K’s Kitchen: Mandarins make the difference in salad
By Kathryn Reed
Sometimes it’s the simplest of suggestions – like a different green salad – that can change a whole meal.
My friend Sheri knew I was having some friends over and lasagna was on the menu. She suggested the salad below. It’s good to try new things. Seldom am I adventuresome with salads – I do the same old, same old.
Considering all that was being served was the lasagna, salad and bread (and wine of course) – changing the salad from my usual really did seem to change the whole meal.
With mandarins and tangerines such a good price because it’s their season, now is the time to make this salad.
Sheri uses roasted almonds in her salad. I had walnuts on hand, so I chopped those up. Obviously, this is a different flavor, but the point is a nut in a green salad can be yummy. It’s similar to the sunflower seed concept so many salad bars offer – a little salt and crunch.
The night friends were coming I used a spring mix of greens. Later I used fresh spinach. Both are tasty.
One thing to remember when using a dressing, pour it on at the last minute. And start off with less than you think you’ll need. A little goes a long ways. You don’t want soggy greens to be left on the plate.

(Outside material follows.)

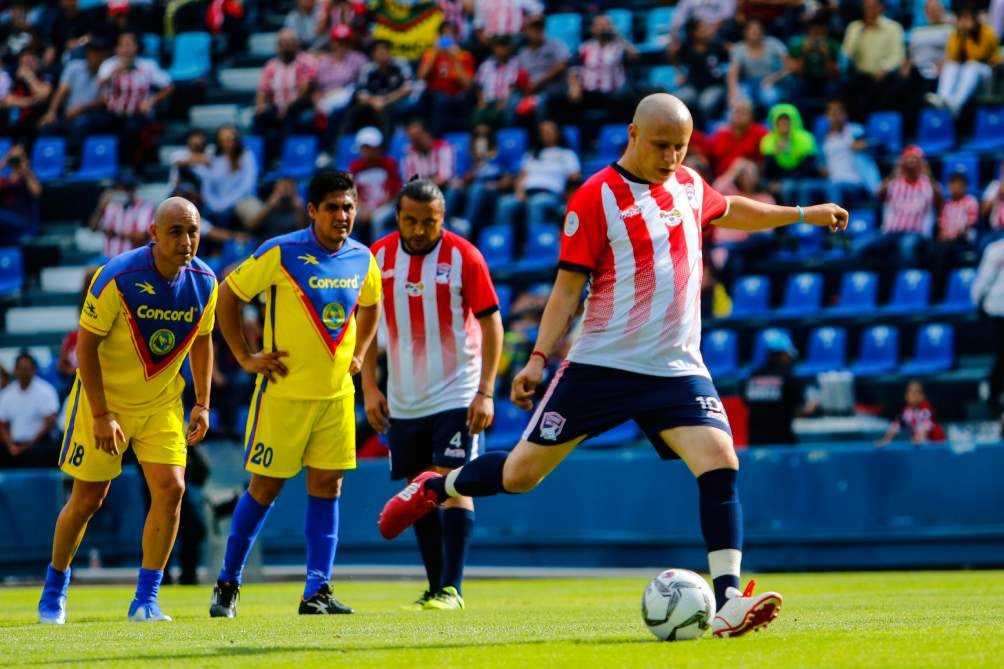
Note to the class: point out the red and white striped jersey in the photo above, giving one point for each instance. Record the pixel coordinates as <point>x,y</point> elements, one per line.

The quantity for each ingredient will depend on how many people you are serving. I think of a handful of lettuce as a serving. And don’t use iceberg – there is no nutritional value in it and it has no flavor.
Sheri’s Green Salad
Lettuce
Almond slices, roasted
Mandarins, peeled and pulled into individual pieces
Red onion, thinly sliced
Vinaigrette dressing
Put bite-size pieces of lettuce into large bowl. Add roasted almonds, onions and mandarins. Toss with dressing.